Wastewater Injection Made Faults More Vulnerable to Distant Earthquakes
A new study has added powerful new support to the growing evidence that deep underground injections of wastewater from hydraulic fracturing or other drilling activity has made some areas of the U.S. vulnerable to tremors triggered by large earthquakes thousands of miles away.
Wastewater injected near several existing faults left them in a critical state that allowed seismic waves from distant quakes to set off temblors that occurred hours to months after the triggering event, the researchers wrote in a study published last week (July 11) in the journal Science. The minor earthquakes may serve as early warnings that injection activity is pushing faults “to their tipping point” and making larger shocks more likely, they said.
Using data from the Advanced National Seismic System (ANSS), a team at Columbia University led by Nicholas van der Elst discovered three locations close to wastewater injection wells where large but distant earthquakes had triggered an upswing in local seismic activity. The towns of Trinidad, Colo., Prague, Okla., and Snyder, Texas all had decade-long histories of deep wastewater injection yet relatively few seismic events until the remote quakes struck.
- In February 2010, a magnitude 8.8 quake that hit Maule, Chile, killing 500 people, triggered a series of earthquakes in the Colorado and Oklahoma towns, where injection wells had been in use for years.
- The magnitude 9.0 earthquake off Japan that set off a devastating tsunami and the Fukushima nuclear disaster in March 2011 was followed by a swarm of seismic events that hit Trinidad and the West Texas town of Snyder, home to an injection well for wastewater used in nearby oil fields.
- n the aftermath of a 2012 magnitude 8.6 earthquake in Sumatra, both Snyder and Trinidad again experienced surges in seismic activity, although milder than after the Chilean earthquake.
The early swarms of minor seismic activity turned out to be precursors of larger, more damaging quakes that occurred in the three towns 6-to-20 months after the triggering events. These included a magnitude 5.7 temblor in Prague in November 2011, one of the largest ever associated with wastewater disposal. It destroyed 14 homes and injured two people. The researchers said the occurrence of small, remotely triggered earthquakes can be an indicator that an area is “critically stressed” and is likely to experience a more severe quake in the near future.
The suggestion that distant earthquakes can set off seismic activity thousands of miles away is not new.

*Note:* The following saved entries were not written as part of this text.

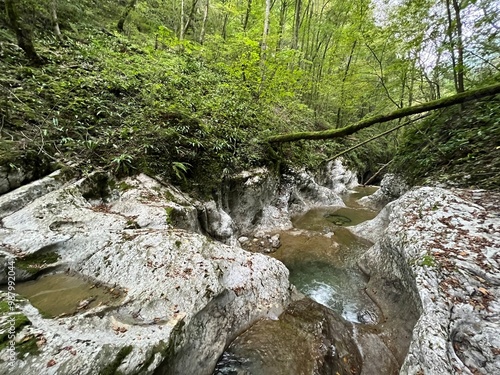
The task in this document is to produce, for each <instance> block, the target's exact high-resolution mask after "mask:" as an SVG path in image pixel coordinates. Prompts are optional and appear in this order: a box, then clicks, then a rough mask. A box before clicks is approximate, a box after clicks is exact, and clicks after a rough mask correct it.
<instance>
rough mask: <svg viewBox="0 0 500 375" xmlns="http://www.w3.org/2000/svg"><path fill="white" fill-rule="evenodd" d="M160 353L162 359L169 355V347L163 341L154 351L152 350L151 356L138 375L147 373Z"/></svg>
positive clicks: (162, 340) (164, 342) (155, 345)
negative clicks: (161, 356) (168, 350)
mask: <svg viewBox="0 0 500 375" xmlns="http://www.w3.org/2000/svg"><path fill="white" fill-rule="evenodd" d="M158 353H160V354H161V356H162V357H165V356H166V354H167V353H168V345H167V344H166V343H165V342H164V341H163V340H161V341H160V342H159V343H158V344H156V345H155V346H154V347H153V349H152V350H151V354H150V355H149V356H148V357H147V358H146V360H145V361H144V364H143V365H142V366H141V368H140V369H139V371H138V372H137V373H138V374H142V373H144V372H146V371H147V369H148V368H149V366H151V364H152V363H153V361H154V359H155V356H156V355H157V354H158Z"/></svg>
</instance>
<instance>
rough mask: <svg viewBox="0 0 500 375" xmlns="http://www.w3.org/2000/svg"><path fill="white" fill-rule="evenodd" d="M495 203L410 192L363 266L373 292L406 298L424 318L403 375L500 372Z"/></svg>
mask: <svg viewBox="0 0 500 375" xmlns="http://www.w3.org/2000/svg"><path fill="white" fill-rule="evenodd" d="M474 197H476V198H477V199H476V198H474ZM492 197H493V198H492ZM492 200H493V201H495V200H496V202H498V201H499V200H498V195H495V194H493V193H487V192H482V193H481V194H477V193H476V192H475V191H464V190H454V191H453V192H452V191H450V190H445V189H440V188H420V189H417V190H414V191H410V192H408V193H407V194H405V195H404V196H402V197H401V198H399V199H398V200H397V201H395V202H393V204H392V207H391V209H390V214H389V220H390V223H389V225H388V226H387V228H386V230H385V232H384V235H383V236H382V238H381V239H380V240H379V241H378V242H377V243H376V244H375V245H374V246H373V247H372V248H371V249H370V250H369V251H368V252H367V253H366V254H365V256H364V258H363V260H362V261H361V262H360V265H361V266H362V267H363V269H364V270H365V271H367V272H369V273H371V274H372V277H371V279H370V289H371V290H372V292H374V293H375V292H376V291H377V290H380V288H384V287H385V288H393V290H394V292H393V293H392V295H393V296H394V298H398V297H397V296H398V294H401V293H402V292H404V293H406V294H407V295H408V302H411V304H413V305H414V306H415V309H416V311H417V312H418V314H419V319H418V322H417V323H416V325H415V328H414V330H413V339H412V341H411V344H410V347H409V351H408V355H407V356H406V358H405V361H404V363H403V365H402V368H401V373H403V374H418V373H422V374H436V375H438V374H455V373H457V372H459V373H467V374H470V373H473V374H496V373H500V356H499V354H498V348H499V347H500V339H499V337H500V321H499V319H498V314H497V311H499V310H500V303H499V297H500V278H499V277H498V274H499V273H500V263H499V258H498V250H499V244H500V217H499V216H498V210H499V209H498V204H497V205H496V206H494V205H491V201H492ZM390 295H391V294H390Z"/></svg>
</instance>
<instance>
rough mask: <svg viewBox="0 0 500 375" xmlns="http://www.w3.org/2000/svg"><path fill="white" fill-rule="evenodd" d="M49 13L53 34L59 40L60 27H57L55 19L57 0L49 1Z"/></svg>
mask: <svg viewBox="0 0 500 375" xmlns="http://www.w3.org/2000/svg"><path fill="white" fill-rule="evenodd" d="M50 15H51V18H52V25H53V27H54V34H55V35H56V37H57V39H59V40H61V39H62V35H61V29H60V28H59V21H58V20H57V0H52V1H51V3H50Z"/></svg>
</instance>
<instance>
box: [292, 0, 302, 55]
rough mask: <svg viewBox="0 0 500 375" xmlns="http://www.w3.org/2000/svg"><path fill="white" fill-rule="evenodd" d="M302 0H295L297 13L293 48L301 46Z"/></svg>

“We’ve known for at least 20 years that shaking from large, distant earthquakes can trigger seismicity in places with naturally high fluid pressure, like hydrothermal fields,” said Geoffrey Abers, a coauthor of the study, in a release issued by Columbia’s Lamont-Doherty Earth Institute. But the study breaks new ground by suggesting that human activity, in this case wastewater injection, was the factor that caused the fault systems to become critically stressed and vulnerable to remote triggering.
Hydraulic fracturing involves pumping a high-pressure mixture of water, chemicals and sand deep underground to create fractures and extract natural gas and oil from impermeable rock formations. The water that returns to the surface is contaminated with chemicals from the fracking fluid and naturally occurring elements from the rock. Conventional drilling techniques also sometimes pump fluid into the ground to force more oil or gas from depleted fields.
Injecting this contaminated wastewater deep underground is a common way to dispose of it, the researchers noted. There it increases the pressure in the pores, or gaps, in the soil or rock. The fluid acts as a lubricant, making the rock along a fault more likely to slide and eventually fail, causing an earthquake. In some areas the increased seismicity does not appear until the faults have been gradually saturated with fluids and reach a critical threshold, sometimes months or even years later. It is very difficult to predict when a fault is reaching this point, the Columbia team said.
Heather Savage, physicist and another coauthor of the study said in Columbia’s release, “If the number of small earthquakes increases, it could indicate that faults are becoming critically stressed and might soon host a larger earthquake.”
It would make sense to increase seismic monitoring around injection sites to help detect this change and indicate that it was time to stop pumping wastewater into the ground in that area.